Retrouver la bande d’Amin dans Canto Due, c’est d’abord éprouver une étrange sensation de déjà-vu. Le temps, ici, semble s’être suspendu. Sept ans pour nous, quelques jours pour eux : cette disproportion crée un léger vertige. Sous le soleil de Sète, les visages semblent figés dans un été qui refuse de s’achever, comme si les personnages étaient enfermés dans un marivaudage immuable et qui prête au film des allures de série B.
Et pourtant, derrière cette immobilité apparente, le regard de Kechiche a changé. La chair n’est plus exhibée de manière frontale comme dans Intermezzo, saturant l’écran d’érotisme ; elle circule ici avec retenue, plus discrète, presque timide. Les scènes, moins flamboyantes, gagnent en force discrète, portée par cette nouvelle retenue. La scène unique de plage, par exemple, se concentre davantage sur les visages, sur ces émotions qui passent par les yeux et les gestes suspendus plutôt que sur la nudité des corps. Même la danse improvisée dans la maison s’éloigne de l’exaltation collective : elle devient un espace de micro-interactions, de regards et de frôlements qui dessinent un désir larvé, discret mais profondément perceptible.
Si Canto Uno, avec son cœur lumineux, offrait l’épiphanie d’un monde en fête comme dans la séquence de naissance de l’agneau, Canto Due, en revanche, retourne cette lumière pour dévoiler sa face B, plus mélancolique et sombre. L’épidémie de gale qui décime les brebis jette un voile mortifère sur l’été et le film s’en trouve imprégné d’une tension tragique. Le désir, au lieu d’exploser, circule désormais comme un courant souterrain, dans un œil qui s’attarde, générant une émotion qui ne se force plus mais se laisse simplement naître.
Ce glissement du regard prépare la dimension plus romanesque du film. Intermezzo semblait suspendu dans un tableau nocturne, figé dans le huis clos oppressant d’une boîte de nuit, mais ici les péripéties et quiproquos se déploient et s’entrelacent avec une fluidité, rappelant par instants la mécanique de la screwball comedy. L’arrivée du couple américain – lui, producteur âgé ; elle, jeune actrice de feuilleton – perturbe cet été figé. Ils réinscrivent brutalement les tensions sociales et les rapports de domination au cœur du récit, redéfinissant l’espace et la hiérarchie des désirs. On pourrait croire que le film va s’ouvrir à des horizons nouveaux : Amin se rêve réalisateur à Hollywood, Tony imagine Los Angeles et un restaurant de couscous-burgers improbable, quant à Ophélie, elle fantasme une escapade parisienne. Mais ces trajectoires s’esquissent plus qu’elles ne se réalisent.
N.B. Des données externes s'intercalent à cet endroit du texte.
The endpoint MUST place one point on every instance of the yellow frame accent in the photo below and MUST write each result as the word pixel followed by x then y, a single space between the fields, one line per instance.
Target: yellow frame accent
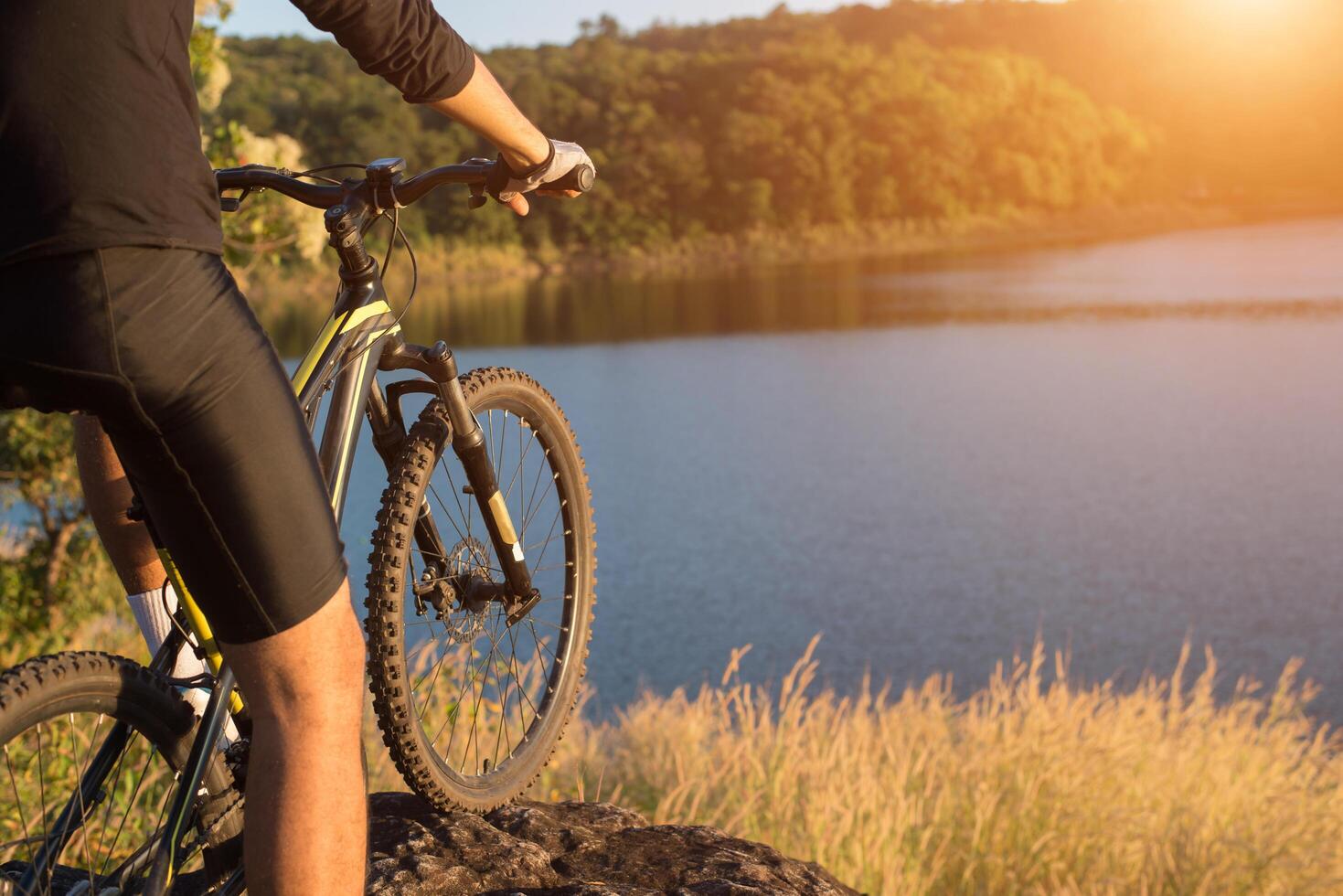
pixel 335 325
pixel 197 624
Dans un monde où le désir est impérieux, l’insouciance estivale se fissure. Dans le dernier quart du film la légèreté vacillante bascule brusquement : le désir se détraque, la mort rôde, et les personnages s’immobilisent dans la stupeur. Les utopies hollywoodiennes s’effondrent, la violence sociale resurgit, et le collectif comme l’individuel semblent pris dans un effondrement latent.
Le mektoub, implacable, reste arrimé à la lumière sétoise déclinante et à l’air suffoquant de cette fin d’été. Il se cristallise dans cette course finale d’Amin qui avance vers une trajectoire inconnue et qui, dans sa foulée incertaine, laisse entrevoir le chemin indécis que pourrait emprunter Kechiche lui-même à l’avenir.
Mektoub my love : canto due / De Abdellatif Kechiche / Avec Ophélie Bau, Shaïn Boumedine, Salim Kechiouche, Hafsia Herzi / 2h14 / France / Sortie le 3 décembre 2025.